My daughter told me in 2001, as I dropped her off at Cornell, that she never wanted to see me again. She was 19, not yet a full adult. I did not believe she would shun me forever. She has not interacted with me since, except for me to complete financial aid papers while she was still in college. I wonder if she ever considered the deep love that allowed me to ensure her education was paid for, while her father refused to participate in financial aid, even after she had told me she would never see me again.

I have had many years to keen in grief. And the holidays are still harder for me than the rest of the year. In the beginning, however, I would be engulfed in heartache before Halloween, dreading the upcoming holidays. Every note of every holiday song I happened to hear, every well-meaning question such as "Have a happy Thanksgiving" stabbed me, even gutted me.

I would hunker down and avoid human contact, unfit for human interaction and crippled by my emotional pain.  I came to think of the span from October through after New Year's as the holiday hellhole.  And it was a hellhole for me.

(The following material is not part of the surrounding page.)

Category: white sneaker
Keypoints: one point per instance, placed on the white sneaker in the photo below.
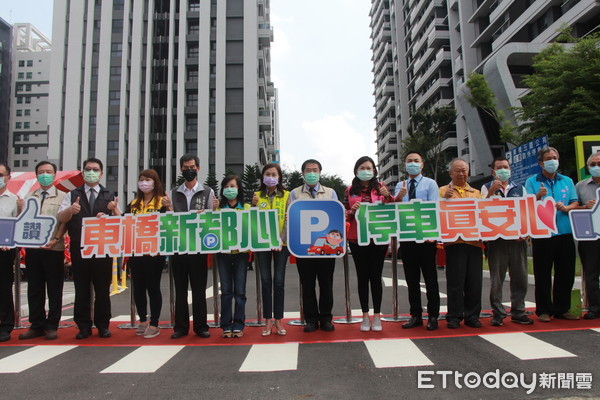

I had just completed a graduate degree when she left me, ready to launch into a new career. Actually I had already launched that new career. But as it gradually saw that she was not coming back, that my only child would go on shunning me, I spiraled into horrible depression. I never got that new career going. I was well and truly too unwell to work.

Writing this is bringing me down, making me cry. And all I really wanted to write is this:  It is Thanksgiving tomorrow and I am not in the holiday hellhole.  I am not in intense emotional pain. I grieve. I wish my daughter would act like a daughter.  What might that look like? An occasional phone call. A birthday card. Let's get crazy, maybe a birthday gift. An occasional visit, face to face.

I seem to be accepting she is gone gone gone, forever.

I am grateful this Thanksgiving that I am not in the holiday hellhole. I am not happy to no longer have a daughter but I am not in the holiday hellhole. Progress? I am not sure.